Saturday, August 06, 2005

The Otaku Standardized Test and origin of the word, Japan's hot summer, and aloe flavored yogurt

Hello again from Japan, and a special weekend update to J-List!

I've written before about how the Japanese like to take tests, and there are national qualification exams for just about everything, from English to kanji to using an abacus to preparing sashimi, and even a test for people who like to memorize train schedules. Getting these qualifications is one way to get ahead in Japan, and having a lot of them under your belt can help you get a better job. Now several companies in Akihabara have gotten together to create the first Otaku Standardized Test, which allows fans of anime and manga to test their knowledge and see if they make the grade as uber-fans. The test is hard -- with questions like, of the following anime shows of the 1960s and 1970s, which was not directed by Tetsuo Imazawa? -- and is of course only in Japanese. The official page of the Otaken can be found at The word otaku originally is a polite term for "you" or "your family" but has come to stand for anyone with a strong interest in anime, manga, model trains, or any other aspect of Japan's popular sub-culture. There are several theories about how this everyday Japanese word attained this unique alternate meaning. According to one, the fact that "otaku" was spoken frequently by characters in the original Macross series caused fans to start using it, creating the beginnings of the otaku movement. Alternately, many of the employees of General Products, the model company that would go on to become the mighty Gainax, hail from Tottori Prefecture (the only part of Japan to sport its own mini-desert), and in the local dialect, "otaku" is the most commonly used second-person pronoun.

Japan's oh-so-hot summer continues, with temperatures hovering around 35 degrees (95 Farenheit, although I had to look that up, since I've lived in Japan so long). It's so hot that the plastic in my Star Wars figures starts to get soft, which makes them fall over easily. As bad as it is out here in Gunma (about 100 km northwest of Tokyo), it's much worse in Japan's capital, thanks to the "heat island" effect. With all those people running their air conditioners, and all that black asphalt and reflective glass, Tokyo is often 3-4 degrees Celsius hotter than other parts of the country. It's hotter at night, too, since the heat is stored in the concrete and can't be radiated away because of all the other buildings. The average temperature in the capital has gone up a full 3 degrees Celsius over the past century, a pace far higher than global warming, mainly due to the heat island effect. Which is just one more reason why I'm glad I don't live in Tokyo.

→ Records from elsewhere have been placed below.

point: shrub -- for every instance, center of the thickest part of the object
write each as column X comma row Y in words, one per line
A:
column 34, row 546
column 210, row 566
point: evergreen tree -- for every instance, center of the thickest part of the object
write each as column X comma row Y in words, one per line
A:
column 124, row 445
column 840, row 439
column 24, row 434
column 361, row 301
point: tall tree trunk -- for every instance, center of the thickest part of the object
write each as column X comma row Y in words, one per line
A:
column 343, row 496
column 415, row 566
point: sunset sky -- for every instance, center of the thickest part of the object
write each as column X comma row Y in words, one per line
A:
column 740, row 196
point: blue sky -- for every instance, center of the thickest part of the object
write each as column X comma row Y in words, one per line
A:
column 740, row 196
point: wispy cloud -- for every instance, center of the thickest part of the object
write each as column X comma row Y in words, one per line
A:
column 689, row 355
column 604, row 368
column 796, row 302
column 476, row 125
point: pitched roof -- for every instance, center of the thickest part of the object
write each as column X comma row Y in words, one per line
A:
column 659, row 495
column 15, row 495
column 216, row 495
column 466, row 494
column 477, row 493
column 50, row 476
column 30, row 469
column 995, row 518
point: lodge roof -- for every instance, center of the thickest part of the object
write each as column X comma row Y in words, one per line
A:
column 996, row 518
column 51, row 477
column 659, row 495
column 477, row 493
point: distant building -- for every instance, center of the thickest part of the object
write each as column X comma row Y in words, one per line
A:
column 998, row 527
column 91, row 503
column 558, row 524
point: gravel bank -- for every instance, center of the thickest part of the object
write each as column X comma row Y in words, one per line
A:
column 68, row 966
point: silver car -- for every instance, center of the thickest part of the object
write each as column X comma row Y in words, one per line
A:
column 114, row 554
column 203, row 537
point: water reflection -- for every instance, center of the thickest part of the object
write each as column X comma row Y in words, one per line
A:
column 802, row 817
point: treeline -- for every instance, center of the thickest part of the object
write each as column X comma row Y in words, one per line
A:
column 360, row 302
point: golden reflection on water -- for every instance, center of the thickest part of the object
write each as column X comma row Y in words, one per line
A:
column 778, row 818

Our English-translated PC dating-sim games are a fun way to interact with Japan on a new level. Several of our games are backordered right now while we reprint them, but we've gotten two titles back in stock today, Chain and Tsuki - Possession. Also, we've posted our popular "Special Set" of G-Collections games (DOR plus any 2 or 3 games) to the site, by customer request. We did have a problem with two titles recently reprinted titles, Come See Me Tonight and Crescendo. If you bought these games but had issues installing them, please contact us and we'll make arrangements for replacement discs to be sent to you right away.

Thursday, August 04, 2005

iTunes Music Store comes to Japan, on Japanese drinking culture, and some happy news at J-List

After a long wait, Apple's iTunes Japan music store has finally opened, allowing customers here to download Japanese and international music for around $1.75 per song. Despite the large number of digital-savvy users in Japan, it's not at all surprising to me that it took so long for Apple to get the iTunes store up and running. Japan can be a very conservative place, and to big companies with established businesses, nothing is more terrifying than change, any change at all. Apple has had to navigate between greedy record companies who have kept the prices of CDs at the artificially high price of $30 for decades, and industry groups like the Japanese Society for Rights of Authors, Composers and Publishers (JASRAC) and the Recording Industry of Japan (RIAJ), who have closed ranks against any kind of digital distribution of music that doesn't guarantee more profits for them than conventional CDs. A big problem was JASRAC's insistence that Apple follow "Japan's rules" when it came to selling music online, which apparently meant that the industry group was to receive 7.7% of every song sold in addition to what the actual copyright holders receive. It's all very silly when you think about the fact that in Japan, you can go into any one of thousands of CD rental shops and rent a whole album for $3 or less. Sadly, Japan's copyright-happy record industry lacked the vision to allow Apple to sell Japanese music to customers outside of Japan, so worldwide fans of JPOP are shut out from participating in the Japan iTMS. Apple isn't the first company that's had to endure pressure from the establishment in Japan: Amazon was blocked from selling products below list price on their site here, since price fixing is still allowed for some products, like books and CDs. If there's one good thing that's come from the past decade of recession in Japan, it's that many of Japan's closed economic doors have been forced open, letting the light of competition and common sense flood in. If you want to see a hilarious commercial that marries the iPod with Sazae-san, one the most popular anime in Japan's history, check this out (Quicktime required).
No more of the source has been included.